Cezayir'den seçim sonrası Libya atağı
Bir süredir kendi iç meseleleriyle meşgul olan Cezayir, Cumhurbaşkanlığı seçimlerinin ardından başta Libya krizi olmak üzere yeniden dış politikada aktif hale gelmeye çalışıyor.
ABONE OLGeçmiş yıllarda Libya krizindeki taraflar arasında ara buluculuk yapan Cezayir, eski Cumhurbaşkanı Abdulaziz Buteflika'nın yönetimi bırakmak zorunda kalmasıyla sonuçlanan içerde yaşadığı çalkantılı süreç nedeniyle bir süredir komşu ülkelerde yaşananlar konusunda etkili bir rol üstlenemiyordu. Ancak 19 Aralık 2019'da yeni Cumhurbaşkanının seçilmesi ve ülkedeki siyasi belirsizlik perdesinin kalkmasının ardından önünü daha iyi görme fırsatı yakalayan Cezayir, yeniden dış politikasını şekillendirmek için harekete geçti.

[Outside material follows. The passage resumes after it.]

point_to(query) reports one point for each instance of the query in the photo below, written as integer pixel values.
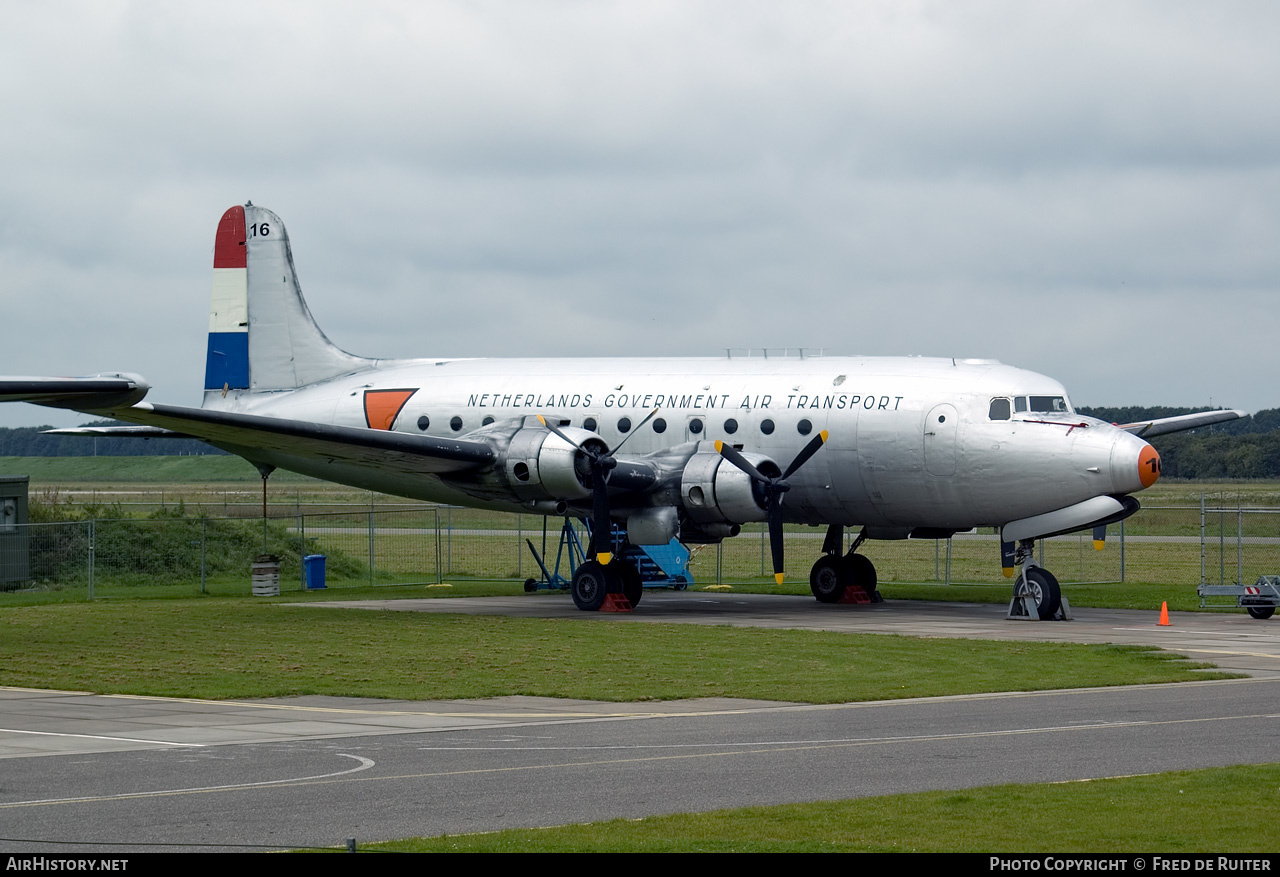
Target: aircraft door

Yemin töreninde yaptığı konuşmasında Libya'nın dış politikadaki öncelikleri arasında yer aldığını belirten yeni Cumhurbaşkanı Abdulmecid Tebun, komşusundaki krizi ve yaşanan gelişmeleri yakından takip etmeye başladı.

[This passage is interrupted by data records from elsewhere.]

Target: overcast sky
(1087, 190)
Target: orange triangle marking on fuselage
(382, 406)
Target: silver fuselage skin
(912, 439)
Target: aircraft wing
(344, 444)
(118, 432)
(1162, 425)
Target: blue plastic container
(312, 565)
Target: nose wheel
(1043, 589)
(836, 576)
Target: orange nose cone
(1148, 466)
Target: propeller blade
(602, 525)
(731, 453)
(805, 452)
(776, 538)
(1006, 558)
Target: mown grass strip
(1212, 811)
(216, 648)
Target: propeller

Libya konusundaki duyarlılığını yüksek sesle dile getiren Tebun, yine de bu ülkenin iç işlerine karışmaktan imtina eden bir yaklaşım sergiledi.
Cezayir, Libya hassasiyetinin bir göstergesi olarak bu ülkedeki krizin çözümüne yönelik içeriğini açıklamadığı bazı girişimler başlatacağını duyurdu. Yine bu çabalar kapsamında Cezayir, dün, Ulusal Mutabakat Hükümeti (UMH) Başkanlık Konseyi Başkanı Fayiz Serrac ile Türkiye Dışişleri Bakanı Mevlüt Çavuşoğlu'nu ağırladı.

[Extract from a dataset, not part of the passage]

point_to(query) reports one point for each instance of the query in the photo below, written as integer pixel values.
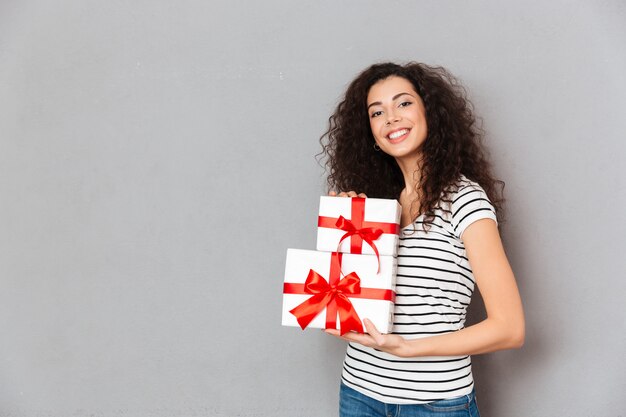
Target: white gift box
(377, 292)
(365, 214)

Öte yandan Cezayir Cumhurbaşkanlığı Almanya Başbakanı Angela Merkel tarafından Libya'daki krizin sona erdirilmesi için yapılması planlanan Berlin Konferansı'na davet edildiklerini açıkladı.
- "Yenilikçi girişimler" başlatmak isteği
Konuyla ilgili görüşlerini AA muhabiriyle paylaşan Cezayirli uzman Abdulkadir Duraydi, ülkesinin komşu devlet olarak, Libya kriziyle ilgili bir tutum edinmek zorunda olduğunu, ancak bu tutumu edinirken de Libya konusuyla ilgilenen uluslararası taraflarla birlikte çıkarlarını koruması gerektiğini ifade etti.
Cezayir Dışişleri Bakanı Sabri Bukadum'un, Libya'daki darbeci General Halife Hafter'in başkent Trablus'a saldırılarını "kabul edilemez" diyerek kınamasına işaret eden Duraydi, Cezayir'in bu tutumunun, ülkesinin kendisini tanımladığı diplomatik sabitelere uygun olduğunu dile getirdi.
Duraydi, ülkesinin Libya krizi için bazı girişimlerde bulunacağına yönelik açıklamasını ise "Cezayir Dışişleri Bakanlığı, barışçıl girişimler önerisinin, uygulanamaz olduğunun farkında. Cezayir artık krizin karmaşık uluslararası boyutlarını da dikkate alarak yenilikçi girişimler başlatmak istiyor." şeklinde değerlendirdi.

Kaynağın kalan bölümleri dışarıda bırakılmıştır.